A new study, published in the journal BMJ Open, suggests that eating meals more slowly could help to could help to prevent obesity, according to a report in the Guardian.

“Interventions aimed at altering eating habits, such as education initiatives and programs to reduce eating speed, may be useful in preventing obesity and reducing the risk of non-communicable diseases,” according to researchers in Japan.

The study examined a group of type 2 diabetics and found links between slower eating and lower body mass index (BMI) and waist circumference. The researchers looked at data from the health checkups and insurance claims of 59,700 people, collected between 2008 and mid-2013. Checkups included questions regarding lifestyle, such as whether patients skipped breakfast, snacked after dinner, and whether they consumed meals at a fast, normal, or slow pace. On average, faster eaters had an average BMI of 25, normal eaters had a BMI of 23.5, while slow eaters had a BMI of just over 22. Waist circumference also increased with eating pace. 45 percent of quicker eating patients were obese, while less than a quarter of the slower-eating patients were obese.

The study also found that good sleep habits, regularly eating breakfast, and avoiding regularly consuming dinner immediately before bed, were all linked to lower rates of obesity.

By looking at data from patients with multiple checkups, the study revealed that patients who changed these habits saw decreases in BMI.

In the past, other research have shown links between eating quickly and obesity, as well as acid reflux and metabolic syndrome.

However, the research has also faced criticism from scientists who warned against drawing conclusions from such a limited study. The research only looked at patients with type 2 diabetes, included very few older patients, and did not factor in exercise or total amount of food eaten each day. Even more suspect, the data was self-reported by patients subjectively measuring their own eating speed.

According to University of Nottingham metabolic physiology professor Ian MacDonald:

“It is certainly not appropriate to extrapolate from these observations to conclude about eating speed and the development of obesity – however attractive the idea that fast eaters are likely to eat more, and that eating more leads to weight gain.”

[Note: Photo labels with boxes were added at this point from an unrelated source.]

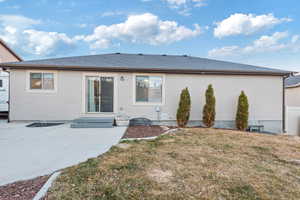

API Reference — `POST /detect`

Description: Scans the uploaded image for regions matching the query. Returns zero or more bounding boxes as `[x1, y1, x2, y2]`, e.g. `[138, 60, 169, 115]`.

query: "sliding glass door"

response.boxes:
[86, 76, 114, 113]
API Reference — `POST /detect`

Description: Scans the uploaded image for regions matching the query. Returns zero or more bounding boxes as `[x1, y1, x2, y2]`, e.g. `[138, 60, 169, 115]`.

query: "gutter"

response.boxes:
[0, 63, 292, 76]
[0, 39, 23, 61]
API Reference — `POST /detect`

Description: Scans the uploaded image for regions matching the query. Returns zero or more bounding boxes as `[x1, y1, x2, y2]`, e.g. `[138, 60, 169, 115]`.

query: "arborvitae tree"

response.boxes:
[235, 91, 249, 131]
[176, 88, 191, 127]
[202, 84, 216, 127]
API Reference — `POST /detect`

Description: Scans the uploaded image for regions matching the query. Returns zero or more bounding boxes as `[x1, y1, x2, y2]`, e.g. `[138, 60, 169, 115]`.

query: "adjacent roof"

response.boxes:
[0, 39, 23, 61]
[284, 75, 300, 88]
[0, 53, 291, 75]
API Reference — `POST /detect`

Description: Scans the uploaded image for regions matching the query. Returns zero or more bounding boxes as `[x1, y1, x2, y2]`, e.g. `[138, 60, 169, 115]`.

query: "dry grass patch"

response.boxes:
[46, 128, 300, 200]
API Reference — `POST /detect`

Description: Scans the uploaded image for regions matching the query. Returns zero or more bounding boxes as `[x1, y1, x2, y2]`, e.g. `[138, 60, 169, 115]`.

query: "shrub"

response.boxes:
[202, 84, 216, 127]
[176, 88, 191, 127]
[235, 91, 249, 131]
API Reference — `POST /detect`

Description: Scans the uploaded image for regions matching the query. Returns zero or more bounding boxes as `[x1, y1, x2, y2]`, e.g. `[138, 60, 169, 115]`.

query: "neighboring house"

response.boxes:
[0, 53, 290, 132]
[0, 39, 22, 112]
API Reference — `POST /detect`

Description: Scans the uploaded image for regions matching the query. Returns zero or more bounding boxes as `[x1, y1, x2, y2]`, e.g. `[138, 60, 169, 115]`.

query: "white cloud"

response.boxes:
[23, 29, 75, 55]
[214, 13, 292, 38]
[101, 11, 125, 17]
[192, 0, 207, 7]
[163, 0, 207, 16]
[76, 13, 201, 49]
[0, 15, 76, 56]
[208, 32, 300, 58]
[165, 0, 187, 7]
[0, 15, 41, 28]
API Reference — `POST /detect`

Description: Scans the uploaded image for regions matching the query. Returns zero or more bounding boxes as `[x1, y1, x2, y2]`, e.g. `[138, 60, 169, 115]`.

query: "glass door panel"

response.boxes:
[101, 77, 114, 112]
[86, 76, 114, 112]
[86, 77, 100, 112]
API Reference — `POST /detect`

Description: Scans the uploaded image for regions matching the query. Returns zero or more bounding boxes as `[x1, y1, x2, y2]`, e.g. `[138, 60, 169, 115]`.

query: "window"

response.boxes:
[30, 72, 54, 90]
[135, 75, 163, 103]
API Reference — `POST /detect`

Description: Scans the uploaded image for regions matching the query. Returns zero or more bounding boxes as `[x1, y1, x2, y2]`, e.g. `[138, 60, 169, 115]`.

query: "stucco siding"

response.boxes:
[285, 87, 300, 107]
[10, 70, 283, 132]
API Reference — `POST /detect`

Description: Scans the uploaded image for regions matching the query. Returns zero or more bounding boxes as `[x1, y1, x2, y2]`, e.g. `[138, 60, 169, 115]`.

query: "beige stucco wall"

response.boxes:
[10, 70, 282, 126]
[285, 87, 300, 107]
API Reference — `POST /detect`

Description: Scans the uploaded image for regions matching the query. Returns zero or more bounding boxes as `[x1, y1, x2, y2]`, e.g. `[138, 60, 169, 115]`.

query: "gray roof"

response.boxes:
[284, 75, 300, 87]
[0, 53, 291, 75]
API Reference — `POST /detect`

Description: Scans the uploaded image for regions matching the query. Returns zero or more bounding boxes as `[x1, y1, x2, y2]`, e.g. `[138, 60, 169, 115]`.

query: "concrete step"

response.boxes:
[73, 117, 114, 123]
[71, 117, 114, 128]
[71, 123, 113, 128]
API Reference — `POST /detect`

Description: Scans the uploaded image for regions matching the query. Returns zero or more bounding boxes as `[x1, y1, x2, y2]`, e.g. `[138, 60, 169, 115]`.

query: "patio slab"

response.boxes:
[0, 123, 126, 185]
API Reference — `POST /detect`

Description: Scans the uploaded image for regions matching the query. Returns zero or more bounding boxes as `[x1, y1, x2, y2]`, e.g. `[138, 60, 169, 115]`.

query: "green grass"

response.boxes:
[46, 129, 300, 200]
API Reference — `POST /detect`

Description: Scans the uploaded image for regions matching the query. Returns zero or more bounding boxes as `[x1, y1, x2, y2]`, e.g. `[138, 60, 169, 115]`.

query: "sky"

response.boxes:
[0, 0, 300, 71]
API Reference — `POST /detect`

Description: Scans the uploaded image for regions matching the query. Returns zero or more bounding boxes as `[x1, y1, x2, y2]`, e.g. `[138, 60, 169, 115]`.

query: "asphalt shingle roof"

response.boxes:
[284, 75, 300, 87]
[0, 53, 290, 75]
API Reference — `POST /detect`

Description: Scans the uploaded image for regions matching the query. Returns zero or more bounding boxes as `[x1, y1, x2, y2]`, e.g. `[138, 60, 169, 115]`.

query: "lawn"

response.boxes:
[46, 128, 300, 200]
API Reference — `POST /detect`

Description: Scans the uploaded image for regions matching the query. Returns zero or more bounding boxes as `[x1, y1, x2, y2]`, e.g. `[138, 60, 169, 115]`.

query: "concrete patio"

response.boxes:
[0, 122, 126, 185]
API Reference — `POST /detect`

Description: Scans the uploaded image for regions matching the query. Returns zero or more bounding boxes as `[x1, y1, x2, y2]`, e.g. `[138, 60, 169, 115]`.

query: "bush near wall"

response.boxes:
[176, 88, 191, 127]
[235, 91, 249, 131]
[202, 84, 216, 127]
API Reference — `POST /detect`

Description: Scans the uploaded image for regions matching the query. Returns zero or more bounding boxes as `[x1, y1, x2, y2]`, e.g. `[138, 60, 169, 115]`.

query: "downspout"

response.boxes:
[282, 74, 292, 133]
[2, 67, 10, 123]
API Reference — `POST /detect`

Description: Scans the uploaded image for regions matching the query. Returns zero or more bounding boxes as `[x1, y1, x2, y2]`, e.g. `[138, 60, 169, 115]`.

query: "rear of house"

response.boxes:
[285, 75, 300, 136]
[2, 53, 290, 132]
[0, 39, 22, 112]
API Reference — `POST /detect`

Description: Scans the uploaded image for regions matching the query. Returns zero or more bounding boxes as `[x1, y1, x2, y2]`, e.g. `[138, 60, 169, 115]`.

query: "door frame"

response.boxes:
[82, 72, 119, 115]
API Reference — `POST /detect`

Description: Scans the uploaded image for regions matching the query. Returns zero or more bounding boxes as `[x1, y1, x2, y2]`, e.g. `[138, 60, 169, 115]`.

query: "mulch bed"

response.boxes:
[0, 176, 49, 200]
[123, 126, 166, 138]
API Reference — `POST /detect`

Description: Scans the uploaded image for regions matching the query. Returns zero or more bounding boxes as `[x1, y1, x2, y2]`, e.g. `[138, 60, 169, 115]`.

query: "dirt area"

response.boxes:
[123, 126, 168, 138]
[46, 128, 300, 200]
[0, 176, 49, 200]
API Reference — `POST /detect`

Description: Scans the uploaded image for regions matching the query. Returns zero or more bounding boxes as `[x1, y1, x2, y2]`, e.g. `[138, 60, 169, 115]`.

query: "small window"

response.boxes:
[135, 75, 163, 103]
[30, 72, 54, 90]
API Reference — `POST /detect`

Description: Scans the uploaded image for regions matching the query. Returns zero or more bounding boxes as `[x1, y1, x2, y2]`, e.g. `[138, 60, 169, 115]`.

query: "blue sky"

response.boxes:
[0, 0, 300, 71]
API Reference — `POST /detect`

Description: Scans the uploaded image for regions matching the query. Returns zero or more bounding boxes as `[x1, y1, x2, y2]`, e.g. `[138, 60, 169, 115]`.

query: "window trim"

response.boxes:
[26, 70, 58, 93]
[132, 73, 166, 106]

Other experts, though, such as National Obesity Forum chairman Tam Fry, consider it a foregone conclusion that eating too quickly can cause obesity. According to Fry:

“The speed at which a lot of people wolf down their food is undeniably a contributor to obesity. It takes fast eaters longer to feel full simply because they don’t allow time for the gut hormones to tell the brain to stop eating. Eating quickly also causes bigger blood sugar fluctuations which can lead to insulin resistance.”